宫确淡然看他:“收徒?确定不是你强插因果?”
宫梧桐噎了一下,若不是他窥探天机去了魔族,那三人应当还在魔族受苦。
的确算是他插手拨乱了因果。
宫梧桐知晓什么事都瞒不过宫确的眼睛,只能彻底自暴自弃,恹恹地嘀咕道:“我真的不是在玩闹,我只是……算了,您罚我吧。”
宫确神色凉薄看他。
宫梧桐一狠心,将眼睛一闭,等着宫确罚他。
只是他提心吊胆等了半天,嘴唇都发白了,却没等到预料到的责罚。
宫梧桐试探着悄咪咪睁开一只眼睛,就瞧见他那如天边雪莲的爹正在垂眸看着指尖那只振翅欲飞的蝴蝶,根本没打算搭理他。
宫梧桐:“……”
宫梧桐紧提着的一颗心直直从喉咙里砸回去,差点把他呛到,他有气无力道:“爹,您干吗呢?”
宫确指腹停着那只虚幻蝴蝶,轻轻抬指一动,蝴蝶翩然而飞,轻巧围着宫梧桐飞来飞去。
“罚你?”宫确终于开口了,他随手拿起旁边的一册佛经,“你可会改?”
宫梧桐忙不迭道:“改啊,我记性可好了,不罚我都改得彻头彻尾,不会再犯。
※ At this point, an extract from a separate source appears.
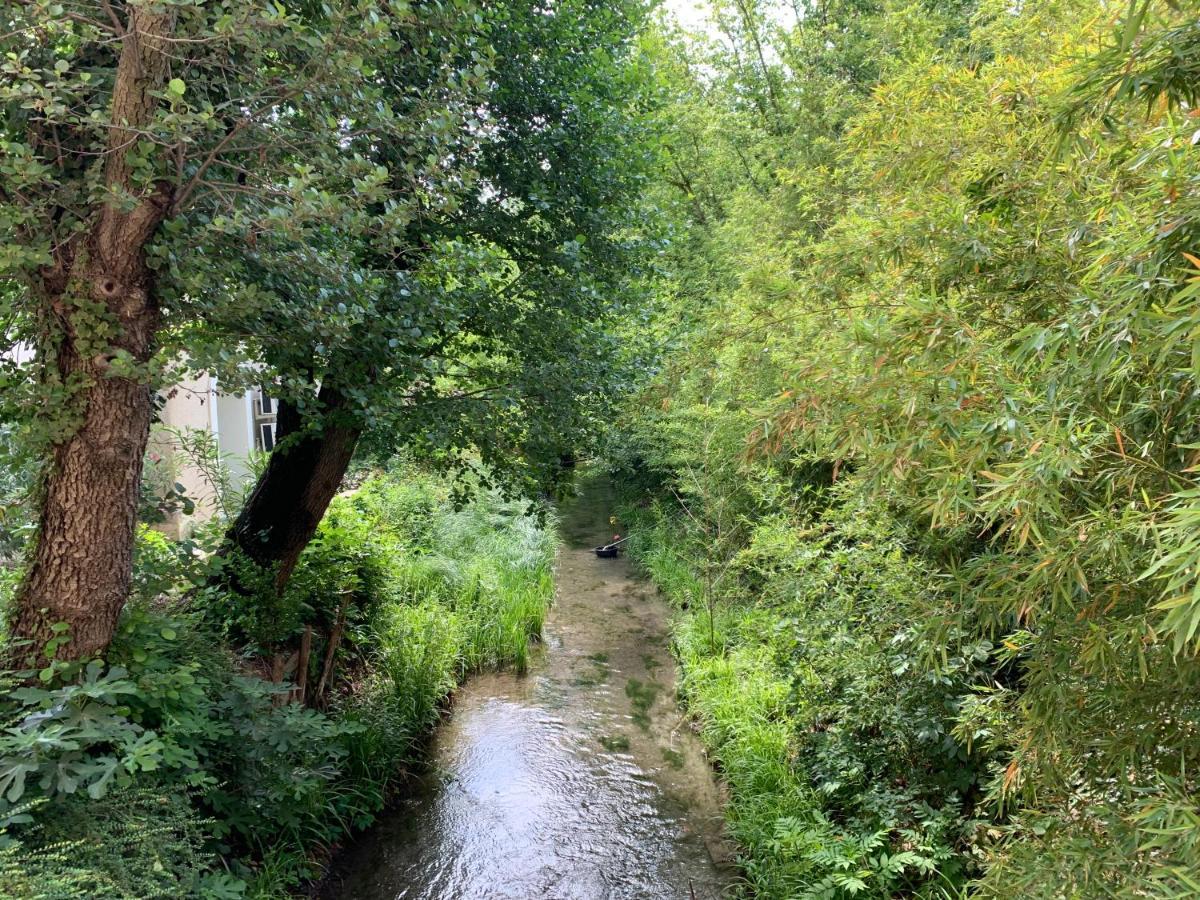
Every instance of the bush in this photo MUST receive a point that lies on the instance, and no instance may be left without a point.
(805, 667)
(174, 768)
”
宫确掀开佛经看了几页,眸子倏地一动,仿佛风吹皱青瓷杯中的茶水,荡起一圈涟漪。
宫梧桐膝盖都跪疼了,就想着让他爹大发慈悲不罚自己,谁知宫确执着那册佛经随手丢到他面前,一张不堪入目的春戏图直直撞到宫梧桐眼里。
宫梧桐:“……”
“十六岁开始你就用佛经册子包着这种污秽的东西佯作用功。”宫确看他,淡淡道,“十年过去,你改了吗?”
宫梧桐差点一头栽到那不堪入目的春宫图上。
他方才太慌张了,一时间将佛经课上拿来糊弄佛子的佛经册子拿过来了。
宫梧桐差点哭了,将方才教导徒儿的那句“哪怕被人发现看春宫图也要淡定自若”直接给嚼吧嚼吧吞了。
他现在要吓得把身子都给抖散架,铁证如山,他连反驳都不敢。
宫确知道他改不了,将册子放下,见宫梧桐仿佛霜打的茄子都蔫了,淡漠的眸子浮现些许无奈。
宫梧桐垂着头,已经开始幻想自己被宫确当着整个九方宗责罚的悲惨场景——他素日里虽然不要脸,但都这么大了犯了错被爹罚这种事还是太过羞耻,他想一想都觉得脸皮发烫。
就在他胡思乱想自己吓自己时,宫确突然道:“我今日过来,是寻到了让你入睡的法子。”
宫梧桐迷茫抬起头,小脸惨白:“这、这是责罚吗?有点狠啊爹,你还不如把我吊在树上打一顿呢。”
宫确:“……”
宫确瞥他一眼:“过来。”
宫梧桐屈膝爬了过去,隐约瞧见宫确指尖有一抹蛛丝似的纤细灵力同围着他转的蝴蝶相连,呆了好一会才诧异道:“这是……控梦?”
“你知道?”
宫梧桐乖乖盘膝坐在宫确身边,见宫确似乎没打算揍他,点点脑袋:“九方宗藏书阁的书我已全部看完,这个阵法的残本曾在一本古籍上见到过。”
只是那本古籍却是被封印在藏书阁底下三层的禁书,尘无瑕不准他看,他还是在云林境成了宗主后,软磨柔泡让师弟带自己进去看的。
宫确也省得解释了:“嗯,躺下。”
“这是禁术,对施术者灵力神魂有损。”宫梧桐并不想靠这种禁术入睡,他摇摇头,“您是在哪里寻到的完整的阵法?”